Winona usait de ses talents en plantes médicinales pour soulager les douleurs de certains patients dont la blessure ou le handicap était moindre, tandis que Kryss utilisait la trousse médicale pour apporter des soins plus importants pour les invalides, les blessés aux dommages plus conséquents. Même s'il disait funestement : « Il faudra obligatoirement les emmener à l'hôpital pour sauver certains. Nous n'avons pas les matériaux nécessaires pour des opérations permettant leur guérison. Leur survie est alors compromise...»

Mais, je sentais qu'il se retenait d'abattre les derniers espoirs des proches ; je savais qu'il retenait cette phrase : « Certains ne passeront pas la nuit. »

Les torches, flambeaux, et feux de camp avaient remplacé nos lampes torches, que nous conservions tout de même à proximité pour s'éclairer dans les zones d'ombre entre les cercles lumineux dégageant une certaine chaleur. Accessoirement, les flammes permettaient d'économiser nos lampes.

— Le Kefálischýs, le Kefálischýs, Kefálischýs ! hurlèrent les guerriers ailés, décontenancés, en écho à travers tout le village.
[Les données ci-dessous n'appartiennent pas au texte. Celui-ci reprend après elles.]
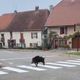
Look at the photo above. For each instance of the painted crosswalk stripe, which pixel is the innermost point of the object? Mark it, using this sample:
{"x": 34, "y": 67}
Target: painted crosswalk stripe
{"x": 32, "y": 68}
{"x": 1, "y": 72}
{"x": 58, "y": 64}
{"x": 69, "y": 63}
{"x": 73, "y": 60}
{"x": 47, "y": 66}
{"x": 14, "y": 69}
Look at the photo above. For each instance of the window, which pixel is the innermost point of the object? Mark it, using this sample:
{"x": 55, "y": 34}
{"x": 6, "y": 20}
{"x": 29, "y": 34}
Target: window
{"x": 34, "y": 35}
{"x": 61, "y": 30}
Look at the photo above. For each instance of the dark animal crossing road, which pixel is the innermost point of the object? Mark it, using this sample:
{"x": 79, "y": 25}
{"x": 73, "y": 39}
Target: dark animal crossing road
{"x": 16, "y": 65}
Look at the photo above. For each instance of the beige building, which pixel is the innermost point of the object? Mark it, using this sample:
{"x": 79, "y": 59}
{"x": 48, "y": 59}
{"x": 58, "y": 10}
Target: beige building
{"x": 22, "y": 29}
{"x": 64, "y": 19}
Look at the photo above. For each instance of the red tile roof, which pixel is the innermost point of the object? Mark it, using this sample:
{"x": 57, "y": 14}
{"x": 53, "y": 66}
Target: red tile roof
{"x": 24, "y": 21}
{"x": 67, "y": 12}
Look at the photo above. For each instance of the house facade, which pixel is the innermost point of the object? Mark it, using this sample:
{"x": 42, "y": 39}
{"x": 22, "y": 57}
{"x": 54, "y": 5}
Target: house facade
{"x": 22, "y": 29}
{"x": 64, "y": 19}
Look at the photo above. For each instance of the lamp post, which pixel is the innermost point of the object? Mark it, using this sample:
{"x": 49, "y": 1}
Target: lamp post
{"x": 78, "y": 36}
{"x": 44, "y": 38}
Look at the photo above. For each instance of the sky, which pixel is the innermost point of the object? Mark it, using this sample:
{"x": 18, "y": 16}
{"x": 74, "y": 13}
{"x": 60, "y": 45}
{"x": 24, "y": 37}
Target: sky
{"x": 9, "y": 6}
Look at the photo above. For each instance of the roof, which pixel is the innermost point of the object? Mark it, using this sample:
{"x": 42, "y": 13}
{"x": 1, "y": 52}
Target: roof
{"x": 24, "y": 21}
{"x": 67, "y": 12}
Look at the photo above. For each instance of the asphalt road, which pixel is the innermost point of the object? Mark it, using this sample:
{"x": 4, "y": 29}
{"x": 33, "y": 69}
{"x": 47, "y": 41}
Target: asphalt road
{"x": 59, "y": 66}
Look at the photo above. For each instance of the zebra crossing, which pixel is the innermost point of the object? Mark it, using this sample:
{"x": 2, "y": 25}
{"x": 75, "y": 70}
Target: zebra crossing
{"x": 49, "y": 65}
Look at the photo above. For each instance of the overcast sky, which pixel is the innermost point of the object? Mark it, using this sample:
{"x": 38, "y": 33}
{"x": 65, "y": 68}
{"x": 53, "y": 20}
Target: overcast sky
{"x": 8, "y": 6}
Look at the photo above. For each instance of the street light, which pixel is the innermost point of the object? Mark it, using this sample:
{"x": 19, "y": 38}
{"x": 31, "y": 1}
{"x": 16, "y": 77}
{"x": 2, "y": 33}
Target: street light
{"x": 78, "y": 36}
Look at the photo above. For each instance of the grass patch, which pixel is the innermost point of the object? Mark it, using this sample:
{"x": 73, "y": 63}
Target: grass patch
{"x": 73, "y": 53}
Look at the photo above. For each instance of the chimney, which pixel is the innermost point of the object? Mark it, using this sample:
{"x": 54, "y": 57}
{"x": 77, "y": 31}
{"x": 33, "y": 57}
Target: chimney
{"x": 36, "y": 8}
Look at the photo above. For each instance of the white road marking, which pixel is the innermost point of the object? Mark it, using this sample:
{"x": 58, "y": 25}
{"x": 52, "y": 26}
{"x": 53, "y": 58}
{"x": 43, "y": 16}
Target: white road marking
{"x": 69, "y": 63}
{"x": 14, "y": 69}
{"x": 13, "y": 59}
{"x": 32, "y": 68}
{"x": 47, "y": 66}
{"x": 1, "y": 72}
{"x": 58, "y": 64}
{"x": 73, "y": 61}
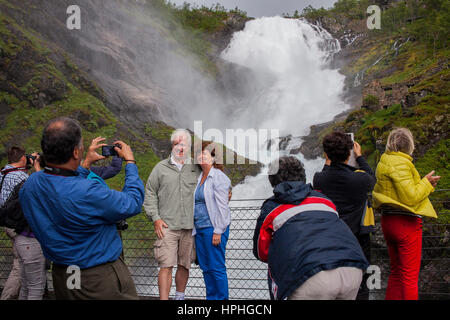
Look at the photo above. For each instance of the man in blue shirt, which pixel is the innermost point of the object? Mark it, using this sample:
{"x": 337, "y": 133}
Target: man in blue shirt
{"x": 74, "y": 218}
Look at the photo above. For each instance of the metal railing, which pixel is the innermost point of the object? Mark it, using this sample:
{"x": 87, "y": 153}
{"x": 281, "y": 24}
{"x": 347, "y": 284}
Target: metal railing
{"x": 247, "y": 277}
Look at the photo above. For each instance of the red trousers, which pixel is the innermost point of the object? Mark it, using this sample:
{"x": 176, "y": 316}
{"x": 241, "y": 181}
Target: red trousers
{"x": 403, "y": 235}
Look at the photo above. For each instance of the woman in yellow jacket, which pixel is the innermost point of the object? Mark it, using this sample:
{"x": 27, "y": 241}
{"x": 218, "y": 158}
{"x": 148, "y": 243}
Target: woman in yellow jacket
{"x": 402, "y": 197}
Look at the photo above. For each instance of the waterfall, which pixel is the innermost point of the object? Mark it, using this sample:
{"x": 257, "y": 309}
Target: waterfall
{"x": 294, "y": 86}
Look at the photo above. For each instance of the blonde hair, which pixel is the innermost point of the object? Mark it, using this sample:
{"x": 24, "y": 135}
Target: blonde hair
{"x": 400, "y": 139}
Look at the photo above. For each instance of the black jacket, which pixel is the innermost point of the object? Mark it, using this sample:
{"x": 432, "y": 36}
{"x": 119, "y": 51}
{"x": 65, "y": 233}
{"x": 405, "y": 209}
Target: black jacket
{"x": 300, "y": 234}
{"x": 348, "y": 188}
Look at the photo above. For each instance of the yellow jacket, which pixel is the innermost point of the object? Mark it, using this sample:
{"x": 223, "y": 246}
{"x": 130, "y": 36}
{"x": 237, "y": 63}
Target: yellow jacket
{"x": 400, "y": 186}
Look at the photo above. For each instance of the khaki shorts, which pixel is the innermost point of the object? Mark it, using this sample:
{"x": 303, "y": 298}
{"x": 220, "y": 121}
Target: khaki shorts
{"x": 176, "y": 248}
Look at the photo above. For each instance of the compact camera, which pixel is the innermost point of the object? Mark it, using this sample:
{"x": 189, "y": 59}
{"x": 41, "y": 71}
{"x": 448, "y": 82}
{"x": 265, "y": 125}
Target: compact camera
{"x": 108, "y": 151}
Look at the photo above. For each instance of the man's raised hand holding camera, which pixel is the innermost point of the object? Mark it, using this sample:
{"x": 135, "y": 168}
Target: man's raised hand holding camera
{"x": 74, "y": 217}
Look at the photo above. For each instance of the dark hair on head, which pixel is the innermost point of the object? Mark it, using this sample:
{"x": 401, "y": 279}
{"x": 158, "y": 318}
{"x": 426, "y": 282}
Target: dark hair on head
{"x": 60, "y": 137}
{"x": 212, "y": 148}
{"x": 15, "y": 154}
{"x": 289, "y": 169}
{"x": 337, "y": 146}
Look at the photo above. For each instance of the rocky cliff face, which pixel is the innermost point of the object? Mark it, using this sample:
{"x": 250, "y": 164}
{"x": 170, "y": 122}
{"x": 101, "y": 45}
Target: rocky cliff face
{"x": 392, "y": 80}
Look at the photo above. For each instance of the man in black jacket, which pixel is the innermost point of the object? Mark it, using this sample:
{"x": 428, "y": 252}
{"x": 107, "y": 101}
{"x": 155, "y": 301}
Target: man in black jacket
{"x": 311, "y": 253}
{"x": 348, "y": 188}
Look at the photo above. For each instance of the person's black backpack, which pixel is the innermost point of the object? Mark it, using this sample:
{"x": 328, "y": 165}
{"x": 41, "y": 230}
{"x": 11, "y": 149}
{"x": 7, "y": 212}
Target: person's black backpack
{"x": 11, "y": 214}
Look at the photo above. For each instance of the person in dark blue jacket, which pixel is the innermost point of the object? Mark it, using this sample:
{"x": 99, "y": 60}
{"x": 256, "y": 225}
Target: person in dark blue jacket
{"x": 311, "y": 253}
{"x": 74, "y": 218}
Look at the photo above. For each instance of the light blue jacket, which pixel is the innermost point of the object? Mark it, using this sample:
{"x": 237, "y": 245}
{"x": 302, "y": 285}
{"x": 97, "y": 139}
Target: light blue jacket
{"x": 216, "y": 190}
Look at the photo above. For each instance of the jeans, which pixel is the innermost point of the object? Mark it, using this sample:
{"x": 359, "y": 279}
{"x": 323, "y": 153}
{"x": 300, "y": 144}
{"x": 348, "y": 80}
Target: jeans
{"x": 32, "y": 263}
{"x": 212, "y": 262}
{"x": 336, "y": 284}
{"x": 403, "y": 236}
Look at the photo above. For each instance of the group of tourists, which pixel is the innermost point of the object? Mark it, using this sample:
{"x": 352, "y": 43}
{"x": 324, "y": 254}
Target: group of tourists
{"x": 315, "y": 237}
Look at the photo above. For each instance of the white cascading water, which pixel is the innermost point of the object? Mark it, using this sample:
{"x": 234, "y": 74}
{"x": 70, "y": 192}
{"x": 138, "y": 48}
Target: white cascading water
{"x": 296, "y": 88}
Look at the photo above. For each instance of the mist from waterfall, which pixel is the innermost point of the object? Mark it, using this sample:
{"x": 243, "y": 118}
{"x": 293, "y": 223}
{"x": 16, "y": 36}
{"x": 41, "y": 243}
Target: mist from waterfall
{"x": 293, "y": 89}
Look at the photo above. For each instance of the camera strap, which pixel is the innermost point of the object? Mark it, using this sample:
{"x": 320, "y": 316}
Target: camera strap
{"x": 60, "y": 172}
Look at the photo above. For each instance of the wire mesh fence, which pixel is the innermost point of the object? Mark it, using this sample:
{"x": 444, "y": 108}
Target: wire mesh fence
{"x": 247, "y": 277}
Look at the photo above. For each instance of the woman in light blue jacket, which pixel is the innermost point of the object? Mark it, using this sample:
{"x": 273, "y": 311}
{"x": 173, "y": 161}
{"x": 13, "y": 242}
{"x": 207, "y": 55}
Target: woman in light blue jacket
{"x": 212, "y": 219}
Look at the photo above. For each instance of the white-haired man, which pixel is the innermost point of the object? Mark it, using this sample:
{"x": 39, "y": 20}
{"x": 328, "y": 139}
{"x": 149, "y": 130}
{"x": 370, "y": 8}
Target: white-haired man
{"x": 169, "y": 196}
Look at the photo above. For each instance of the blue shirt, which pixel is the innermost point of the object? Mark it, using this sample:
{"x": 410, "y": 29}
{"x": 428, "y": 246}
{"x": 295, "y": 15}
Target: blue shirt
{"x": 216, "y": 188}
{"x": 201, "y": 216}
{"x": 74, "y": 218}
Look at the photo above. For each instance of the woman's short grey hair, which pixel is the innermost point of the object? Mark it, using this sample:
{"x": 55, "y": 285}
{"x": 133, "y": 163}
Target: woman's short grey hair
{"x": 180, "y": 133}
{"x": 400, "y": 139}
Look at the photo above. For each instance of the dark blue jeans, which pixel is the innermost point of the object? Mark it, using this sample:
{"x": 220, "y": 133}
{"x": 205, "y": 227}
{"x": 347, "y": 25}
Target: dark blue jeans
{"x": 212, "y": 262}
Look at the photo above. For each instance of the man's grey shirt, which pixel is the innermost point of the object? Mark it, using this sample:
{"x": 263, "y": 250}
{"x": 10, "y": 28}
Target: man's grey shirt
{"x": 169, "y": 194}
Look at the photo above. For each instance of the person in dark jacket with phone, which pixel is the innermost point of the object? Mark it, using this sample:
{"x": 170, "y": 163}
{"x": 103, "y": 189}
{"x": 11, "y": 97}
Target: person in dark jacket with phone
{"x": 74, "y": 218}
{"x": 348, "y": 187}
{"x": 311, "y": 253}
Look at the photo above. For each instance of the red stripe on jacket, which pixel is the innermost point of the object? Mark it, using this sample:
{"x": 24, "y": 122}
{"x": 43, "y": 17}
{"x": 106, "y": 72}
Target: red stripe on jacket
{"x": 267, "y": 229}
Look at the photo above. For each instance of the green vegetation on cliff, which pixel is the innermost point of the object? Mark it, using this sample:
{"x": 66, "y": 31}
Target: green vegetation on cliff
{"x": 405, "y": 71}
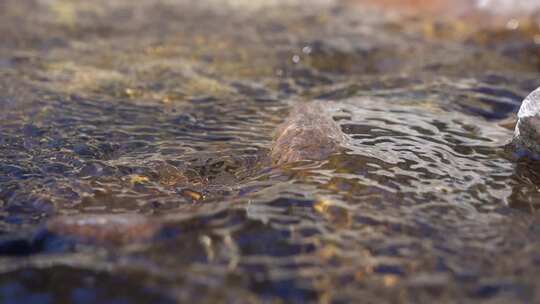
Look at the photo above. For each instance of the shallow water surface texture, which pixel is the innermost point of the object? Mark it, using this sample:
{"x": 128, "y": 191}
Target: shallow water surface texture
{"x": 135, "y": 143}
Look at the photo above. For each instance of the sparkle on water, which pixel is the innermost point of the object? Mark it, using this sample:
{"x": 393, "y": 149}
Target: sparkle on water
{"x": 166, "y": 109}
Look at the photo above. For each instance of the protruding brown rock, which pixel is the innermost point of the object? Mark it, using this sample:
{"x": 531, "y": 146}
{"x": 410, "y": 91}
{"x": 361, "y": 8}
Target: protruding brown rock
{"x": 309, "y": 133}
{"x": 527, "y": 132}
{"x": 117, "y": 229}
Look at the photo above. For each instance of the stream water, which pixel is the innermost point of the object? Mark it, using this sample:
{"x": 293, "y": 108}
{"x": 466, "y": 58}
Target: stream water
{"x": 167, "y": 109}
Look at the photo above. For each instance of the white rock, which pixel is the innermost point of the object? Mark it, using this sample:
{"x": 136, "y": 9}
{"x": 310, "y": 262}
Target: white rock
{"x": 527, "y": 132}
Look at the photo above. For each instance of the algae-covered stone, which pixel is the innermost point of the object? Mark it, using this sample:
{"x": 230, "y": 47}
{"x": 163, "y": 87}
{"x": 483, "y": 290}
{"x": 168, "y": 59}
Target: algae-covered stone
{"x": 527, "y": 132}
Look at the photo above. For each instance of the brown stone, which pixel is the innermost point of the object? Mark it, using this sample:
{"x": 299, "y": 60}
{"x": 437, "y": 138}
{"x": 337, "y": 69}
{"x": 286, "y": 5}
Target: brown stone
{"x": 104, "y": 228}
{"x": 309, "y": 133}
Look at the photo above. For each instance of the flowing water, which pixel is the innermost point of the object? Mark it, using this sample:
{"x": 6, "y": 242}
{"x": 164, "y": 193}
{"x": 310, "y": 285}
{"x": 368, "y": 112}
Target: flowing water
{"x": 167, "y": 109}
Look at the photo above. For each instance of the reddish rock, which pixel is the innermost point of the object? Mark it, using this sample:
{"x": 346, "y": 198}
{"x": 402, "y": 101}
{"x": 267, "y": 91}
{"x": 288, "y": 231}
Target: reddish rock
{"x": 105, "y": 228}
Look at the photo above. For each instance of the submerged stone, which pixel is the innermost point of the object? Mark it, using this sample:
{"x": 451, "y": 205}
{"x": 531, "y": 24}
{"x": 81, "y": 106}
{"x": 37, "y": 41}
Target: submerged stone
{"x": 527, "y": 131}
{"x": 309, "y": 133}
{"x": 118, "y": 229}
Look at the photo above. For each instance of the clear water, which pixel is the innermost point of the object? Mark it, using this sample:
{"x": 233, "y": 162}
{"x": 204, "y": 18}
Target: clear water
{"x": 167, "y": 109}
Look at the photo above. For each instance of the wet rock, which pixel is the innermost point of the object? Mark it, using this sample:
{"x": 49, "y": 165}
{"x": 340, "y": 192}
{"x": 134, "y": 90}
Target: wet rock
{"x": 116, "y": 229}
{"x": 309, "y": 133}
{"x": 527, "y": 132}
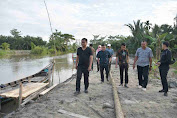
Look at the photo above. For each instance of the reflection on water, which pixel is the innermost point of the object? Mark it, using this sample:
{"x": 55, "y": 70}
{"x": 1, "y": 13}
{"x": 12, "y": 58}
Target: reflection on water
{"x": 17, "y": 67}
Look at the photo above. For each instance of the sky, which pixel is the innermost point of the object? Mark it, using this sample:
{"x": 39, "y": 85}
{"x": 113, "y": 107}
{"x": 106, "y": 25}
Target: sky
{"x": 82, "y": 18}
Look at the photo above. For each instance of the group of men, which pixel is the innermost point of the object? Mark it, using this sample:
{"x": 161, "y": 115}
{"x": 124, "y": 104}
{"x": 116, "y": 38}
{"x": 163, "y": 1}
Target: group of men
{"x": 143, "y": 59}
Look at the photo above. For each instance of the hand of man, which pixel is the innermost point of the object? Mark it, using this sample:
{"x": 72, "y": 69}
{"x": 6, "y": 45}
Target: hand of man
{"x": 150, "y": 68}
{"x": 133, "y": 66}
{"x": 158, "y": 63}
{"x": 89, "y": 69}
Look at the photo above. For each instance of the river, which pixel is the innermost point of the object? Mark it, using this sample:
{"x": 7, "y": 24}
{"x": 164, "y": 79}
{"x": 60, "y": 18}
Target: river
{"x": 15, "y": 67}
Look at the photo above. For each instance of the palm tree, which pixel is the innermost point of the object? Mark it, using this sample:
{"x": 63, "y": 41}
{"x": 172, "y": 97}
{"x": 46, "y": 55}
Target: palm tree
{"x": 5, "y": 46}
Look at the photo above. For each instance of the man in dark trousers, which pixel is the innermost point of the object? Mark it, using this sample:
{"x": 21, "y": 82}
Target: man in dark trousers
{"x": 123, "y": 57}
{"x": 143, "y": 57}
{"x": 104, "y": 58}
{"x": 164, "y": 62}
{"x": 84, "y": 61}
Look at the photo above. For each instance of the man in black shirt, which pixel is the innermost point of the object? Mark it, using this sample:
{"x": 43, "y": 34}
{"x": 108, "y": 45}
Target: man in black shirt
{"x": 164, "y": 62}
{"x": 123, "y": 57}
{"x": 104, "y": 58}
{"x": 84, "y": 61}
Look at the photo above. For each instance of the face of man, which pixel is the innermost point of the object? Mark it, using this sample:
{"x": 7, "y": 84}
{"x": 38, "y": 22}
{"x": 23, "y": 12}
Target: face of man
{"x": 83, "y": 43}
{"x": 163, "y": 46}
{"x": 99, "y": 47}
{"x": 123, "y": 47}
{"x": 103, "y": 48}
{"x": 143, "y": 45}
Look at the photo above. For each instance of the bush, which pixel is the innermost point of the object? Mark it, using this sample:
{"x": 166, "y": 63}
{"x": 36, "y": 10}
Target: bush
{"x": 52, "y": 51}
{"x": 39, "y": 50}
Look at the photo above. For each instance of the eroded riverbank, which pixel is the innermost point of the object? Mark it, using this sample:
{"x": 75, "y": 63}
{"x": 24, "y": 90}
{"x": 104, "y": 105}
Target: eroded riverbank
{"x": 90, "y": 105}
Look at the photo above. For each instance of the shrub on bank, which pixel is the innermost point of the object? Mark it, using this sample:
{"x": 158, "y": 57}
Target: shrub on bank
{"x": 39, "y": 50}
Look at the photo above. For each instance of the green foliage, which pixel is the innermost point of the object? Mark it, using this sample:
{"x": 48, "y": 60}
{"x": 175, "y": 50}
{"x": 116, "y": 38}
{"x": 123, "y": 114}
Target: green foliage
{"x": 32, "y": 45}
{"x": 52, "y": 51}
{"x": 60, "y": 41}
{"x": 18, "y": 42}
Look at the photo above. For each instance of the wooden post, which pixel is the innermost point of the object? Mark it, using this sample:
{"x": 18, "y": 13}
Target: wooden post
{"x": 20, "y": 93}
{"x": 118, "y": 108}
{"x": 53, "y": 70}
{"x": 0, "y": 104}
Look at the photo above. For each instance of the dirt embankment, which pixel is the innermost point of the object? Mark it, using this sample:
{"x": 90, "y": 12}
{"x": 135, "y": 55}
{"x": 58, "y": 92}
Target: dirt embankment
{"x": 90, "y": 105}
{"x": 135, "y": 102}
{"x": 146, "y": 104}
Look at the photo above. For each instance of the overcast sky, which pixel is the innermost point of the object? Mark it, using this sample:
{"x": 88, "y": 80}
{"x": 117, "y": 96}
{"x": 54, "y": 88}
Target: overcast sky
{"x": 82, "y": 18}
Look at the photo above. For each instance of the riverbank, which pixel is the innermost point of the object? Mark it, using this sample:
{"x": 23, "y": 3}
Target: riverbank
{"x": 97, "y": 103}
{"x": 137, "y": 103}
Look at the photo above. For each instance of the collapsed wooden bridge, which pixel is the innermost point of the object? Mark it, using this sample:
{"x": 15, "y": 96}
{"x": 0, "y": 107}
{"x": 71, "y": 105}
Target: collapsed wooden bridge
{"x": 29, "y": 87}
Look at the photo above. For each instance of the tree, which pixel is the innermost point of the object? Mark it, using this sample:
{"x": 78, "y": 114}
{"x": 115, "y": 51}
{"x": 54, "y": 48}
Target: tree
{"x": 5, "y": 46}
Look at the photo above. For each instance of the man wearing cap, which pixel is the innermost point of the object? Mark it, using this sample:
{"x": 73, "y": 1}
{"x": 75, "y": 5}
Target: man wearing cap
{"x": 104, "y": 59}
{"x": 111, "y": 51}
{"x": 143, "y": 57}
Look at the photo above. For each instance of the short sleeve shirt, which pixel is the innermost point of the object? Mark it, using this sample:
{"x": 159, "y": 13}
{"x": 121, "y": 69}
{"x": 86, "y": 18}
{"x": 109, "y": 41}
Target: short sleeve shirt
{"x": 122, "y": 56}
{"x": 104, "y": 57}
{"x": 143, "y": 56}
{"x": 111, "y": 51}
{"x": 84, "y": 57}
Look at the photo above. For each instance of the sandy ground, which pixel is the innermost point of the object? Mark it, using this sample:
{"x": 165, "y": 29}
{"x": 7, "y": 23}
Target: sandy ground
{"x": 137, "y": 103}
{"x": 90, "y": 105}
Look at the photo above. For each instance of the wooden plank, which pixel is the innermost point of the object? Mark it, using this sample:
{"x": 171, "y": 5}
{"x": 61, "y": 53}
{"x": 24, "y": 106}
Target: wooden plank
{"x": 32, "y": 96}
{"x": 47, "y": 90}
{"x": 71, "y": 114}
{"x": 27, "y": 90}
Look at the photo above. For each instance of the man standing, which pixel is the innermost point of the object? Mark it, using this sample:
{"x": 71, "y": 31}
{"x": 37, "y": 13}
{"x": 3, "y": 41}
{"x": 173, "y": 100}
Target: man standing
{"x": 111, "y": 51}
{"x": 164, "y": 62}
{"x": 123, "y": 57}
{"x": 84, "y": 61}
{"x": 99, "y": 49}
{"x": 143, "y": 57}
{"x": 104, "y": 59}
{"x": 93, "y": 52}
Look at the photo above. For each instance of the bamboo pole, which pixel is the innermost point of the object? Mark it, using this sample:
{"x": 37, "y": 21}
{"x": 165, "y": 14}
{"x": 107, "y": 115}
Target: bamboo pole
{"x": 117, "y": 105}
{"x": 20, "y": 93}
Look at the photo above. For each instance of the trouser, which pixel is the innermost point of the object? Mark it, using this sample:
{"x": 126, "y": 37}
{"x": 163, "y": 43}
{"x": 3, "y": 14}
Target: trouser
{"x": 102, "y": 67}
{"x": 85, "y": 71}
{"x": 98, "y": 66}
{"x": 109, "y": 66}
{"x": 123, "y": 67}
{"x": 163, "y": 75}
{"x": 92, "y": 65}
{"x": 143, "y": 73}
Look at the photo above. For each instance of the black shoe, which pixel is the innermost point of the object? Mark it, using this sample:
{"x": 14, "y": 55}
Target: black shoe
{"x": 126, "y": 86}
{"x": 76, "y": 93}
{"x": 165, "y": 94}
{"x": 86, "y": 91}
{"x": 161, "y": 91}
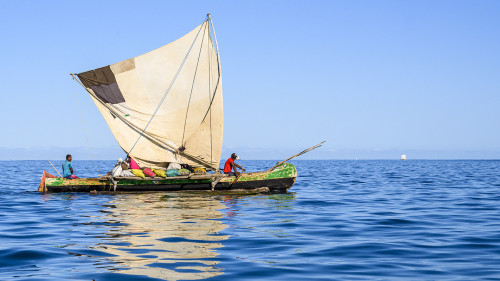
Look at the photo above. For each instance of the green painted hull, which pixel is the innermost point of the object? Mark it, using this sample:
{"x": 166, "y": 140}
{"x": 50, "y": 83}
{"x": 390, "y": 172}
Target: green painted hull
{"x": 279, "y": 179}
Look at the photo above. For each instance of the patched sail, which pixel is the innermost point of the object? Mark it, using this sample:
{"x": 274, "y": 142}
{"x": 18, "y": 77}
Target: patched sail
{"x": 178, "y": 89}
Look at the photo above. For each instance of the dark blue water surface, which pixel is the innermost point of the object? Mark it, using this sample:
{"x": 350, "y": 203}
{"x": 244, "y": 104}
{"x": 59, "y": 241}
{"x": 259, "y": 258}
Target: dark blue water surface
{"x": 342, "y": 220}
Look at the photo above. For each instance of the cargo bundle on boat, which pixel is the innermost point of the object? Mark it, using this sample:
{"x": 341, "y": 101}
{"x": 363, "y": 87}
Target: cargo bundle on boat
{"x": 163, "y": 107}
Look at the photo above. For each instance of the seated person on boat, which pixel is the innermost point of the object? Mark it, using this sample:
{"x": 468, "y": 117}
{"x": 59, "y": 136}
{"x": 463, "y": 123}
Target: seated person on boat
{"x": 230, "y": 165}
{"x": 68, "y": 169}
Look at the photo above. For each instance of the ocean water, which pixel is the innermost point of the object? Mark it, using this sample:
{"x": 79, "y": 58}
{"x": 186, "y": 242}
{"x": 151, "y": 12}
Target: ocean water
{"x": 342, "y": 220}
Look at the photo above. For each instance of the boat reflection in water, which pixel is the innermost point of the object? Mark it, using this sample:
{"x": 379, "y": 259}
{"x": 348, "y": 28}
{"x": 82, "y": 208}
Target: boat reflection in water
{"x": 167, "y": 237}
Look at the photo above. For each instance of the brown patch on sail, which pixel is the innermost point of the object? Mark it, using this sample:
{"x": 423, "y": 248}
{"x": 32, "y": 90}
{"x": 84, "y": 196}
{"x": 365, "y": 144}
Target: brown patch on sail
{"x": 103, "y": 82}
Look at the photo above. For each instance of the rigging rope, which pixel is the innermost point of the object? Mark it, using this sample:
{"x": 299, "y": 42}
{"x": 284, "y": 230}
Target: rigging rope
{"x": 84, "y": 130}
{"x": 209, "y": 91}
{"x": 166, "y": 93}
{"x": 192, "y": 87}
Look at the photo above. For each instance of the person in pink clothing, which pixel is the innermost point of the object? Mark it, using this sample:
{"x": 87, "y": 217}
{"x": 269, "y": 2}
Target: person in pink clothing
{"x": 132, "y": 163}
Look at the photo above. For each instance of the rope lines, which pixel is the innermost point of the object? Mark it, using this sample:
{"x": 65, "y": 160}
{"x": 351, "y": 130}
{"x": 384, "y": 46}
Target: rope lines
{"x": 166, "y": 93}
{"x": 192, "y": 87}
{"x": 85, "y": 130}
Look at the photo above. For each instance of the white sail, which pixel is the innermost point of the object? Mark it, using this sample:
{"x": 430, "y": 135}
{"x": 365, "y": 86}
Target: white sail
{"x": 184, "y": 77}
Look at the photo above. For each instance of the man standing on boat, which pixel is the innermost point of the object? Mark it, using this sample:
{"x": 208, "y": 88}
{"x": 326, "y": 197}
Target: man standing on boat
{"x": 230, "y": 165}
{"x": 68, "y": 169}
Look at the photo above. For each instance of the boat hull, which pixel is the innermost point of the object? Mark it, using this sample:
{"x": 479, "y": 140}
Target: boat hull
{"x": 279, "y": 179}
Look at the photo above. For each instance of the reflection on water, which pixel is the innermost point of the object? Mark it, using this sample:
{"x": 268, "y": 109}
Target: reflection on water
{"x": 166, "y": 237}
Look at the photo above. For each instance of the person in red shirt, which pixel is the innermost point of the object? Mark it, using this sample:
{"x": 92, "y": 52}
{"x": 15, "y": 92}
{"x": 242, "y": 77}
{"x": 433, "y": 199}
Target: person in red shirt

Un écho se propageant sur plusieurs vagues de l'infirmerie, passant au refuge non loin, jusqu'à la maison du dauphin. Il sortit en trombes et accourut jusqu'à l'infirmerie au plus vite, face à l'appellation inquiétante des autochtones, me tirant directement de la discussion sans importance mais sympathique avec Adonaï.

À deux, nous accourions à sa suite, immédiatement rejoints par Winona. L'appréhension montait à la mesure dont je gravissais les marches. Je découvris les soigneurs accablés, éloignés d'un des lits naturels, et un fils de mère démuni.

Je ne parlais pas, restant bouche bée.

— Qu'est-ce qui se passe... ? osa mon amie, d'une voix fébrile.

— Elle... elle n'a pas survécu... expliqua Kryss, d'une voix brisée.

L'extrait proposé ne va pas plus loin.